…Y cuando el águila se hizo grande, su padre le dijo:
– Hijo mío, todos
nacen con alas. Y si bien es cierto que no tienes obligación de volar, me
parece que sería penoso que te limitaras a caminar, teniendo las alas que el
buen Dios te ha dado.
– Pero yo no sé
volar – contestó el hijo.
– Es verdad… – dijo
el padre y caminando lo llevó hasta el borde del abismo en la montaña.
– Ves, hijo, este es
el vacío.

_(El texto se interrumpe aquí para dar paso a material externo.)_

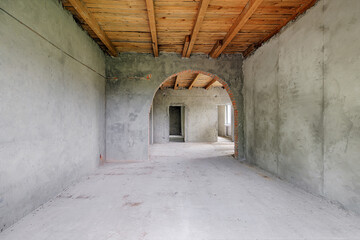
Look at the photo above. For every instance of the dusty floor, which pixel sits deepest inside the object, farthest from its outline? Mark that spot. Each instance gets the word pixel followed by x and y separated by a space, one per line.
pixel 185 191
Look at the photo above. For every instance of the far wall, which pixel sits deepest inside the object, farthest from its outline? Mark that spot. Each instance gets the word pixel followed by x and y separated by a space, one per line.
pixel 201 114
pixel 302 102
pixel 130 90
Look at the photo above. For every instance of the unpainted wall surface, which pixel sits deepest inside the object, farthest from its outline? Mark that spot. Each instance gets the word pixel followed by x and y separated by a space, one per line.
pixel 221 121
pixel 302 102
pixel 129 95
pixel 201 114
pixel 52 106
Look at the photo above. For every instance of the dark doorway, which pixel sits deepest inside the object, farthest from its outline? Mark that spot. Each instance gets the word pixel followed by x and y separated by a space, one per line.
pixel 175 124
pixel 175 120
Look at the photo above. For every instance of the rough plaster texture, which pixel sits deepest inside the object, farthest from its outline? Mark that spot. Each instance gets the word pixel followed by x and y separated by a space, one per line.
pixel 302 102
pixel 129 95
pixel 221 121
pixel 201 114
pixel 52 108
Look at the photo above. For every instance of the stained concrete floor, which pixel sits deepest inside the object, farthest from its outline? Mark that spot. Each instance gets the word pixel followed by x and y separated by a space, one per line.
pixel 186 191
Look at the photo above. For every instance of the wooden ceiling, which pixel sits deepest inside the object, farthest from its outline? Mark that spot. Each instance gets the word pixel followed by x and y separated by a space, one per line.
pixel 189 80
pixel 184 26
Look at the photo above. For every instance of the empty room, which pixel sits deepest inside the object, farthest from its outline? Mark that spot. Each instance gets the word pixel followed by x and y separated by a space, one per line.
pixel 179 119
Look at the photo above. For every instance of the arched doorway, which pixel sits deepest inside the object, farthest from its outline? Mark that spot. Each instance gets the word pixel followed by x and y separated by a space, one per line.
pixel 188 80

Cuando quieras volar vas a pararte aquí, vas a tomar aire, vas a
saltar al abismo y extendiendo las alas, volarás.
El hijo dudó:
– ¿Y si me caigo?
– Aunque te caigas
no morirás, sólo algunos heridas que te harán más fuerte para el siguiente
intento – contestó el padre.
El hijo volvió al
pueblo, a sus amigos, a sus pares, a sus compañeros con los que había caminado
toda su vida. Los más pequeños de mente le dijeron:
– ¿Estás loco? ¿Para
qué? Tu viejo está medio zafado… ¿Qué vas a buscar volando? ¿Por qué no te
dejas de pavadas? ¿Quién necesita volar?
Los más amigos le
aconsejaron:
– ¿Y si fuera
cierto? ¿No será peligroso? ¿Por qué no empiezas despacio? Prueba tirarte desde
una escalera o desde la copa de un árbol, pero… ¿desde la cima?

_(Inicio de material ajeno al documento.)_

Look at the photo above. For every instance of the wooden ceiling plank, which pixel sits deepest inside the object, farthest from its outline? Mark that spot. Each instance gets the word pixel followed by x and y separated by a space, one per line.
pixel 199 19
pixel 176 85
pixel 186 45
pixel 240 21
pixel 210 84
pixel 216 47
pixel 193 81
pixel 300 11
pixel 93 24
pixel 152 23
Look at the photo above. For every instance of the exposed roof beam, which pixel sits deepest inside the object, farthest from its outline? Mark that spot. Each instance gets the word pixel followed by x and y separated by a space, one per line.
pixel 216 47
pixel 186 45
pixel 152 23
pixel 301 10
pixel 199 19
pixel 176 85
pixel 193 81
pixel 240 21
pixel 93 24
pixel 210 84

El joven escuchó el consejo de quienes lo querían. Subió a la copa de un árbol y, con coraje, saltó… Desplegó las alas, las agitó en el aire con todas sus fuerzas pero igual se precipitó a tierra…
Con un gran chichón
en la frente, se cruzó con su padre:
– ¡Me mentiste! No
puedo volar. Probé y ¡mira el golpe que me di! No soy como tú. Mis alas sólo
son de adorno.
– Hijo mío – dijo el padre – Para volar,
hay que crear el espacio de aire libre necesario para que las alas se
desplieguen. Es como para tirarse en un paracaídas, necesitas cierta altura
antes de saltar.
Para volar hay que empezar corriendo
riesgos.
Si no quieres, quizás lo mejor sea
resignarse y seguir caminando para siempre.